Kabul (AFP) – Taliban pada Senin (23 Desember) mengaku bertanggung jawab atas serangan terhadap konvoi Amerika yang menewaskan seorang tentara AS dan, menurut pemberontak, melukai beberapa lainnya.
Pembunuhan itu kemungkinan akan memiliki konsekuensi bagi pembicaraan yang sedang berlangsung antara Amerika Serikat dan Taliban. Presiden Donald Trump pada bulan September menyatakan negosiasi “mati” setelah Taliban membunuh seorang tentara AS dalam pemboman Kabul.
Negosiasi telah dimulai kembali di Doha, tetapi awal bulan ini ditunda menyusul pemboman lain, kali ini di pangkalan udara Bagram di utara Kabul.

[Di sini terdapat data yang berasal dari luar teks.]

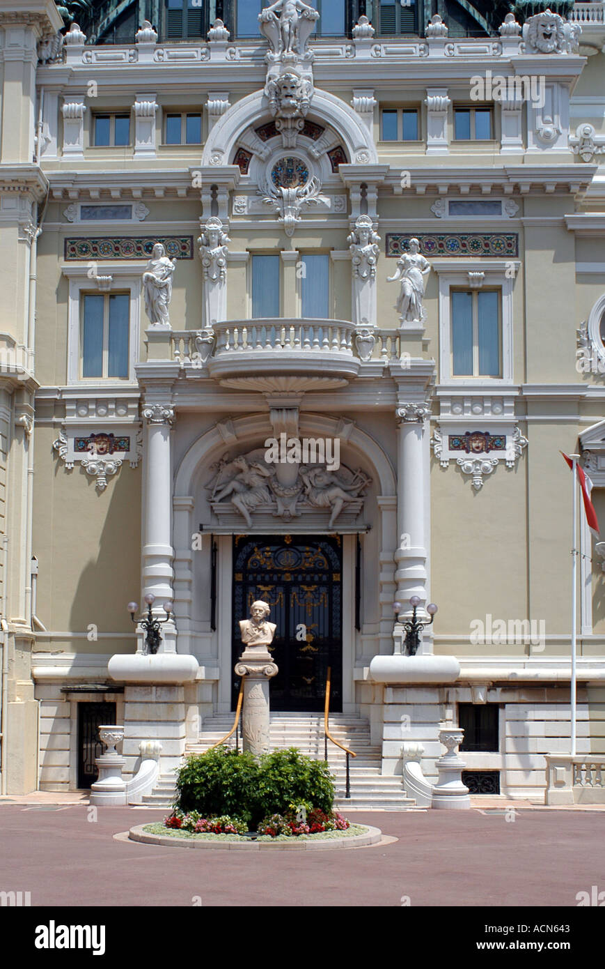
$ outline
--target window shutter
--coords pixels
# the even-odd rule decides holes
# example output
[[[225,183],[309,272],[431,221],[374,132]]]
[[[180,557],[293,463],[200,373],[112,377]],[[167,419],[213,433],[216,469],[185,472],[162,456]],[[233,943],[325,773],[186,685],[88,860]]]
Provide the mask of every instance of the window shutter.
[[[400,16],[401,16],[401,33],[415,34],[416,16],[413,6],[402,7]]]
[[[173,40],[176,37],[183,36],[183,11],[182,10],[167,10],[166,11],[166,37],[168,40]]]
[[[380,33],[394,34],[397,31],[396,8],[394,3],[380,4]]]
[[[201,37],[202,35],[202,11],[199,7],[187,11],[187,36]]]

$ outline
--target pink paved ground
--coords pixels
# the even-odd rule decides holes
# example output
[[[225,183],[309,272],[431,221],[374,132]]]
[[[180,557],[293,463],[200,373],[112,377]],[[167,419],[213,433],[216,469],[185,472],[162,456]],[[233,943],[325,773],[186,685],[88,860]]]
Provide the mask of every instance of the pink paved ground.
[[[395,843],[316,853],[187,851],[113,834],[166,811],[0,802],[0,891],[37,905],[577,906],[605,890],[605,813],[351,812]]]

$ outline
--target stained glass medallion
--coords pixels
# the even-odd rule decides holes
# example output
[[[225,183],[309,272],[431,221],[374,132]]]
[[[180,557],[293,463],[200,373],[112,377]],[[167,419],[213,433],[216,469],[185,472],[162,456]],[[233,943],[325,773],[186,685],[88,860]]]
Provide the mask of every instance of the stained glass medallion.
[[[271,181],[276,188],[298,188],[309,181],[309,169],[300,158],[287,155],[271,169]]]

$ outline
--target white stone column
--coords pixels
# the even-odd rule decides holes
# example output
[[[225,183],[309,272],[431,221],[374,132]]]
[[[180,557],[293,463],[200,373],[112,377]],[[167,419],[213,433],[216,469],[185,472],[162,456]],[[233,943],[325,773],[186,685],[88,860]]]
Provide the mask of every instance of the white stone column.
[[[446,87],[427,87],[427,155],[446,155],[447,111],[451,105]]]
[[[84,157],[84,104],[83,94],[65,98],[61,108],[63,115],[63,156],[72,160]]]
[[[244,750],[259,757],[269,750],[269,679],[278,668],[268,649],[245,649],[235,664],[235,672],[244,676],[242,738]]]
[[[137,94],[135,101],[135,158],[156,157],[156,94]]]
[[[165,617],[163,604],[172,599],[171,542],[172,460],[170,430],[174,408],[166,404],[148,404],[143,408],[147,421],[145,453],[145,517],[143,539],[143,589],[156,597],[154,611]],[[174,627],[166,623],[162,630],[160,651],[175,652]]]
[[[399,422],[397,441],[397,528],[398,547],[395,552],[397,601],[404,609],[401,615],[411,615],[408,601],[411,596],[426,604],[427,549],[425,543],[425,492],[429,475],[425,447],[425,422],[431,411],[424,401],[401,404],[397,408]],[[397,631],[396,631],[397,632]],[[423,645],[419,653],[424,652]]]

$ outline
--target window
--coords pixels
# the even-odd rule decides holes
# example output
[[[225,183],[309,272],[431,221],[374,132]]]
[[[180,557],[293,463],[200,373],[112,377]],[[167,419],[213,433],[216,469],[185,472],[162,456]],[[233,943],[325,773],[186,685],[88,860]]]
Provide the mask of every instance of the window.
[[[258,14],[268,4],[264,0],[237,0],[235,34],[237,37],[259,37]]]
[[[416,0],[379,0],[376,7],[378,16],[375,14],[372,22],[382,36],[418,32]]]
[[[280,315],[280,257],[252,257],[252,315],[268,319]]]
[[[302,316],[312,320],[327,320],[329,316],[329,256],[302,256],[301,277]]]
[[[165,144],[201,144],[201,114],[166,114]]]
[[[95,114],[95,145],[108,148],[131,143],[130,114]]]
[[[458,723],[465,732],[460,750],[498,753],[499,713],[496,703],[459,703]]]
[[[452,376],[500,376],[499,290],[452,292]]]
[[[491,108],[455,108],[454,139],[457,141],[489,141],[492,138]]]
[[[129,328],[128,293],[82,294],[82,378],[128,378]]]
[[[381,112],[382,141],[417,141],[418,109],[416,108],[385,108]]]
[[[344,37],[346,32],[345,0],[311,0],[319,11],[315,33],[320,37]]]
[[[167,40],[204,35],[204,0],[166,0]]]

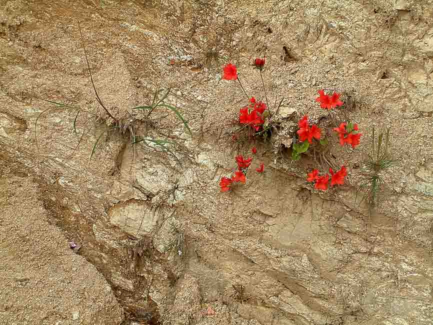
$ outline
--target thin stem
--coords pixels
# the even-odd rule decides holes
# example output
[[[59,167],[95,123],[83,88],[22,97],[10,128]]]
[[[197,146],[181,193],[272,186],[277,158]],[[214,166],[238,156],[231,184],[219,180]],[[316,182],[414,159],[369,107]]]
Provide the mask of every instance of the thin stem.
[[[239,84],[240,85],[240,88],[242,88],[242,91],[244,92],[244,94],[245,94],[245,96],[246,96],[246,99],[250,99],[250,96],[248,96],[248,94],[246,94],[246,92],[245,91],[245,90],[244,89],[244,87],[242,86],[242,84],[240,83],[240,80],[239,79],[239,76],[238,76],[238,82],[239,82]]]
[[[105,106],[102,103],[102,100],[99,97],[99,94],[98,94],[98,92],[96,90],[96,87],[94,86],[94,82],[93,81],[93,76],[92,75],[92,71],[90,70],[90,64],[88,62],[88,59],[87,57],[87,51],[86,50],[86,46],[84,44],[84,40],[82,37],[82,33],[81,32],[81,27],[80,26],[80,23],[78,22],[78,29],[80,30],[80,36],[81,38],[81,42],[82,44],[82,48],[84,50],[84,55],[86,56],[86,62],[87,62],[87,68],[88,70],[88,74],[90,74],[90,80],[92,82],[92,86],[93,86],[93,90],[94,90],[94,94],[96,95],[96,99],[98,100],[98,102],[102,106],[102,108],[106,111],[106,112],[108,114],[108,116],[112,118],[112,119],[116,122],[117,119],[114,118],[112,115],[111,113],[108,112],[108,110],[106,109]]]
[[[264,90],[264,98],[266,98],[266,104],[268,105],[268,110],[269,111],[270,117],[272,116],[269,107],[269,103],[268,102],[268,95],[266,94],[266,87],[264,86],[264,82],[263,80],[263,74],[262,73],[262,69],[260,69],[260,76],[262,78],[262,84],[263,85],[263,90]]]

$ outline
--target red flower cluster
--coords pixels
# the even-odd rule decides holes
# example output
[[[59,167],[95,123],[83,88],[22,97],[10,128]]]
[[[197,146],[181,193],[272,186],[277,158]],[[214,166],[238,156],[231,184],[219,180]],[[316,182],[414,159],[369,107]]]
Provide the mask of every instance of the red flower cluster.
[[[348,170],[346,167],[342,166],[340,170],[335,174],[332,168],[330,168],[330,172],[331,174],[331,186],[344,184],[344,178],[348,175]]]
[[[249,106],[246,106],[240,110],[239,122],[240,124],[248,124],[258,131],[264,123],[262,114],[266,110],[266,104],[262,102],[256,102],[254,97],[250,100],[250,102]]]
[[[264,58],[258,58],[256,59],[254,63],[256,64],[256,67],[261,70],[263,68],[263,66],[264,66]]]
[[[342,166],[341,169],[335,174],[332,168],[330,168],[330,172],[331,173],[331,186],[343,185],[344,184],[344,177],[348,174],[346,167]],[[322,190],[328,190],[329,174],[326,174],[324,176],[319,176],[318,170],[313,170],[312,172],[308,173],[307,176],[307,182],[315,182],[314,188]]]
[[[222,192],[226,192],[229,190],[234,182],[239,182],[245,184],[246,178],[245,174],[241,170],[236,170],[234,172],[234,175],[231,178],[228,177],[222,177],[220,181],[220,186],[221,188]]]
[[[352,123],[349,123],[348,126],[347,123],[344,122],[340,124],[340,126],[338,128],[334,128],[332,130],[338,134],[340,146],[344,146],[347,144],[350,144],[352,148],[354,148],[360,144],[360,138],[362,135],[362,134],[358,133],[358,124],[352,124]]]
[[[320,106],[326,110],[330,110],[337,106],[342,106],[343,102],[340,100],[340,94],[334,92],[331,96],[326,94],[324,90],[318,92],[319,96],[316,98],[316,101],[320,103]]]
[[[252,158],[245,159],[242,154],[236,156],[235,159],[236,160],[236,162],[238,164],[238,167],[239,168],[240,170],[250,167],[250,165],[251,164],[251,162],[252,161]]]
[[[227,64],[223,70],[222,79],[224,80],[236,80],[238,79],[238,70],[236,66],[231,63]]]
[[[296,134],[299,136],[299,140],[304,142],[308,140],[310,144],[312,143],[312,138],[317,140],[320,140],[320,129],[316,124],[312,124],[311,127],[308,124],[308,116],[306,115],[300,120],[298,122],[299,130],[296,131]]]
[[[257,152],[257,148],[253,147],[251,152],[254,154]],[[248,168],[251,164],[253,158],[244,158],[242,154],[236,156],[235,160],[238,164],[238,170],[234,172],[234,174],[231,178],[224,176],[220,180],[220,186],[222,192],[226,192],[230,190],[234,183],[241,182],[244,184],[246,182],[246,175],[248,172]],[[264,164],[263,162],[260,164],[260,167],[256,168],[258,172],[263,172],[264,170]]]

Menurut Pasukan AS-Afghanistan, satu anggota layanan Amerika tewas dalam pertempuran pada hari Senin setelah serangan. Amerika tidak merilis informasi tambahan.
Dalam pesan WhatsApp kepada AFP, juru bicara Taliban Zabihullah Mujahid mengatakan pemberontak “meledakkan kendaraan Amerika di distrik Char Dara Kunduz” pada Minggu malam.
Tergantung pada bagaimana seseorang memenuhi syarat kematian terkait pertempuran, setidaknya 20 tentara Amerika telah tewas dalam aksi di Afghanistan tahun ini setelah pengumuman Senin.
Itu menjadikan 2019 yang paling mematikan bagi pasukan AS sejak operasi tempur secara resmi selesai pada akhir 2014, dan menyoroti situasi keamanan yang menantang yang bertahan di sebagian besar Afghanistan.
Lebih dari 2.400 tentara AS telah tewas dalam pertempuran di Afghanistan sejak invasi pimpinan AS pada Oktober 2001.
Serangan itu terjadi satu hari setelah para pejabat mengumumkan hasil awal dalam pemilihan presiden Afghanistan yang menempatkan Presiden Ashraf Ghani di jalur untuk mengamankan masa jabatan kedua.